Nuns serving the elderly and poor launch Obamacare lawsuit

A group of nuns dedicated to serving the poor and the elderly, just as supporters claim Obamacare will do, has filed the first class-action lawsuit against the Obama administration for its signature health-care reform law.

The Little Sisters of the Poor is a 170-year-old Roman Catholic convent that cares for 13,000 elderly people in poverty all over the world. The thirty homes the Little Sisters run in the U.S. will soon be required to subsidize their employees’ access to abortion, contraception and other items that violate Catholic teachings. If they fail to comply, steep Internal Revenue Service fines will force the Little Sisters out of service.

Confronted with religious liberty arguments, the Obama administration did grant waivers to some religious employers. But that exemption would only apply to denominations themselves, not necessarily non-church organizations with a faith-based mission or even religious communities such as the Little Sisters.

The Becket Fund for Religious Liberty filed the class-action lawsuit on behalf of the Little Sisters and is hoping to win them an exemption from the mandate. The Becket Fund is a Washington, D.C.-based nonprofit that focuses on the free expression of all religions.

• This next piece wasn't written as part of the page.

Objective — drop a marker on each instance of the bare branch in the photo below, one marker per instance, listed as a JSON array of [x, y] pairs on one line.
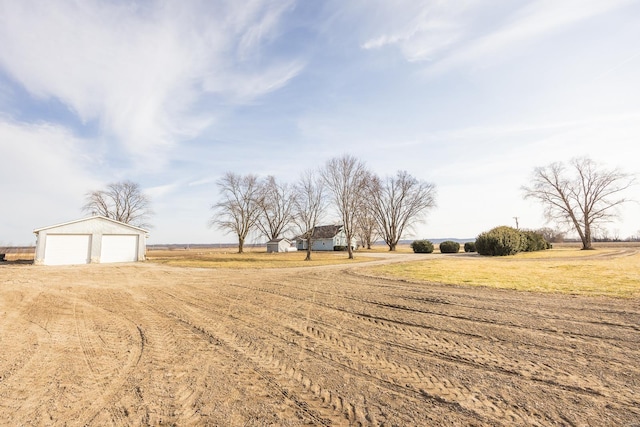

Mark Rienzi, the Little Sisters’ lead counsel at the Becket Fund, said the nuns should be allowed to continue their work with an exemption as religious employers.

“The money they collect should be used to care for the poor like it always has — and not to pay the IRS,” Rienzi argued.

But even a wider exemption doesn’t satisfy all opponents of the mandate that believe it violates religious liberty. Domino’s pizza founder Thomas Monaghan notably filed a lawsuit against the mandate in 2012.

The Obama administration has denied any exemptions from the mandate to for-profit companies, like Monaghan’s current venture, Domino Farms. Unlike the Little Sisters, who are just looking to continue their practice, Monaghan’s lawsuit seeks to overturn the mandate itself.

Monaaghan argues that all individuals and institutions should be able to follow their consciences in this area, not just churches.

The Becket Fund’s class-action lawsuit is the first of its kind against the Obama administration’s mandate, including not only the Little Sisters but “hundreds of Catholic non-profits ministries with similar beliefs,” the nonprofit announced.

The Becket Fund also represents the Hobby Lobby, a for-profit business owned by Christians who believe the contraception mandate violates their freedom of conscience.

Hobby Lobby’s case and a lawsuit brought by plaintiff Conestoga Wood Specialties, another Christian-run for-profit company, were referred to the Supreme Court Sept. 19. The court has not yet decided whether it will hear the cases.